Triggers are automatic. They work no matter what caused the data modification—a clerk’s data entry or an application action. A trigger is specific to one or more of the data modification operations (update, insert, and delete), and is executed once for each SQL statement.
For example, to prevent users from removing any publishing companies from the publishers table, you could use this trigger:
create trigger del_pub on publishers for delete as begin rollback transaction print "You cannot delete any publishers!" end
The next time someone tries to remove a row from the publishers table, the del_pub trigger cancels the deletion, rolls back the transaction, and prints a message.
A trigger “fires” only after the data modification statement has completed and Adaptive Server has checked for any datatype, rule, or integrity constraint violation. The trigger and the statement that fires it are treated as a single transaction that can be rolled back from within the trigger. If Adaptive Server detects a severe error, the entire transaction is rolled back.

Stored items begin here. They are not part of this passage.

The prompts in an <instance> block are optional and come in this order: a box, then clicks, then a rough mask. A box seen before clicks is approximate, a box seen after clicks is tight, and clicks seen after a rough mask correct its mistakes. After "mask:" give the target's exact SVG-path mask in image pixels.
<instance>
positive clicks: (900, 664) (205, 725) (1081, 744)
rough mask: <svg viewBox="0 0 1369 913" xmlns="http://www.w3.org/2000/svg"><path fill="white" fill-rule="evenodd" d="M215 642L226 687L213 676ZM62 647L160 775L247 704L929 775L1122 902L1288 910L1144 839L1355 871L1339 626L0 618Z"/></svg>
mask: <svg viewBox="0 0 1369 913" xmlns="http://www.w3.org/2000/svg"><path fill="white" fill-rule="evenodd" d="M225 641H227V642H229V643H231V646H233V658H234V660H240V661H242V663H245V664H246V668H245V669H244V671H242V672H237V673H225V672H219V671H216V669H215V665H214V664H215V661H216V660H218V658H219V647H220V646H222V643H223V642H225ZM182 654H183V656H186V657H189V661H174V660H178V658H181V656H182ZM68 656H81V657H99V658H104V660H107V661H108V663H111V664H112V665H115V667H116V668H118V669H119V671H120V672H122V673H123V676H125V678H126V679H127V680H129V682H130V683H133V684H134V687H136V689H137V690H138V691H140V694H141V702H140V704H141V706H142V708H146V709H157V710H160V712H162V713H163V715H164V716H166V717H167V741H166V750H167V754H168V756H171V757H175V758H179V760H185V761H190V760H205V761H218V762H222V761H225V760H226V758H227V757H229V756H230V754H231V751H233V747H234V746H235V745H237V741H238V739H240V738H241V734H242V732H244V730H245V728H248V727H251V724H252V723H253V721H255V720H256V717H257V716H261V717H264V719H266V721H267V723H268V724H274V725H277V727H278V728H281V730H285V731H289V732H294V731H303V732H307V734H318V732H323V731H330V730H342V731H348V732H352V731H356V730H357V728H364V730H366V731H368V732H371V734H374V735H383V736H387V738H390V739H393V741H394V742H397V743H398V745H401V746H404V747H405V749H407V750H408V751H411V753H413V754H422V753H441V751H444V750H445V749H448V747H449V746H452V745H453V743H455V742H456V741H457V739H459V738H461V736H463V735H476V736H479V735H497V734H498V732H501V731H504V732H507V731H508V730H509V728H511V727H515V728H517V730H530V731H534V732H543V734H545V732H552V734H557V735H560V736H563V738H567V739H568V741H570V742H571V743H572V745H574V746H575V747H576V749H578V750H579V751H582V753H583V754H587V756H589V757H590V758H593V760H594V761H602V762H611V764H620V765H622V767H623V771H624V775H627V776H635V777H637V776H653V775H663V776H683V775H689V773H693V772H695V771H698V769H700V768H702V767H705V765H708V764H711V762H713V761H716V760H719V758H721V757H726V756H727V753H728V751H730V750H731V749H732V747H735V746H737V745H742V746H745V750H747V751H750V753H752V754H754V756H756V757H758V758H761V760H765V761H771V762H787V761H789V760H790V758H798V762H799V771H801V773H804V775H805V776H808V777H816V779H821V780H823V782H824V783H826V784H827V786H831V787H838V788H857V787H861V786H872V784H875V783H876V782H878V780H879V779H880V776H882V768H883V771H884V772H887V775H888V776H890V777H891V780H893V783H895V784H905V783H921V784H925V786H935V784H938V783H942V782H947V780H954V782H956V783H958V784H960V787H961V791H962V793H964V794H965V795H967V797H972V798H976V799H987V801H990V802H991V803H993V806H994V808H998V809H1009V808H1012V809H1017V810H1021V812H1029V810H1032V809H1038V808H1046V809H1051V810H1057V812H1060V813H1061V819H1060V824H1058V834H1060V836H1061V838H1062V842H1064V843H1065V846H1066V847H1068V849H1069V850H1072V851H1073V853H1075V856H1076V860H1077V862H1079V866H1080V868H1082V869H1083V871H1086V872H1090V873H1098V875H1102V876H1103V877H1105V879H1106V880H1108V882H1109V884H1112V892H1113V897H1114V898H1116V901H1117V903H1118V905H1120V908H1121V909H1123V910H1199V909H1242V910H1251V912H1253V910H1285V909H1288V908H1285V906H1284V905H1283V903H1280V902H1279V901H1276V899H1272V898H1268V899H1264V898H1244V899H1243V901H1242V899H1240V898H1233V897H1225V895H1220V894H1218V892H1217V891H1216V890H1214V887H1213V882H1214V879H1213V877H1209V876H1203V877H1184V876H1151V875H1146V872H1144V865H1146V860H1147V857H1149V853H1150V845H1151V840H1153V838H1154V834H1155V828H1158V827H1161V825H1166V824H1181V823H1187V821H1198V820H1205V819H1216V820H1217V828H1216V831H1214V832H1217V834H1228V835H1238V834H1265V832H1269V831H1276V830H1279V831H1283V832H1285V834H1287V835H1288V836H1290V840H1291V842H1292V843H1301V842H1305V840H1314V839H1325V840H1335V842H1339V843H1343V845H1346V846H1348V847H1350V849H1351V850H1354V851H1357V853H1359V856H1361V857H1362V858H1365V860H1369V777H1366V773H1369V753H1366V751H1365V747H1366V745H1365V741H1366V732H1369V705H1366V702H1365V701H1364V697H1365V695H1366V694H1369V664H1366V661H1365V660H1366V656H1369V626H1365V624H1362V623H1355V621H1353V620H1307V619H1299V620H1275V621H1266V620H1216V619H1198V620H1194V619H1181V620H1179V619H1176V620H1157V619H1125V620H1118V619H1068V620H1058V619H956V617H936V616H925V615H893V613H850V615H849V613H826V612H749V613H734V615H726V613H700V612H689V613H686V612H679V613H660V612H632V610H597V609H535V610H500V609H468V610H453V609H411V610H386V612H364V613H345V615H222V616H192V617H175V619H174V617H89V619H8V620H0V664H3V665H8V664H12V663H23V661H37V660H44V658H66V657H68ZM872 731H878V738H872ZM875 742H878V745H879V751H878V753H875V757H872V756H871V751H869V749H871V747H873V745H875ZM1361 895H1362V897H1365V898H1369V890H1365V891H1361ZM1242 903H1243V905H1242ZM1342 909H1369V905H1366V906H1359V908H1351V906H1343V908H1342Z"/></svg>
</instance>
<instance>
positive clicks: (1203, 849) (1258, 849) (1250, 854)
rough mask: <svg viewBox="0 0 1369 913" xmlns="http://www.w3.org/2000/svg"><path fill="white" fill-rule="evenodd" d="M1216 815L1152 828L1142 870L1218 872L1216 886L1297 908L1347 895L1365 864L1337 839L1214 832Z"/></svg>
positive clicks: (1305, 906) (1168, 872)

Triggers are most useful in these situations:
Triggers can cascade changes through related tables in the database. For example, a delete trigger on the title_id column of the titles table can delete matching rows in other tables, using the title_id column as a unique key to locating rows in titleauthor and roysched.
Triggers can disallow, or roll back, changes that would violate referential integrity, canceling the attempted data modification transaction. Such a trigger might go into effect when you try to insert a foreign key that does not match its primary key. For example, you could create an insert trigger on titleauthor that rolled back an insert if the new titleauthor.title_id value did not have a matching value in titles.title_id.
Triggers can enforce restrictions that are much more complex than those that are defined with rules. Unlike rules, triggers can reference columns or database objects. For example, a trigger can roll back updates that attempt to increase a book’s price by more than 1 percent of the advance.
Triggers can perform simple “what if” analyses. For example, a trigger can compare the state of a table before and after a data modification and take action based on that comparison.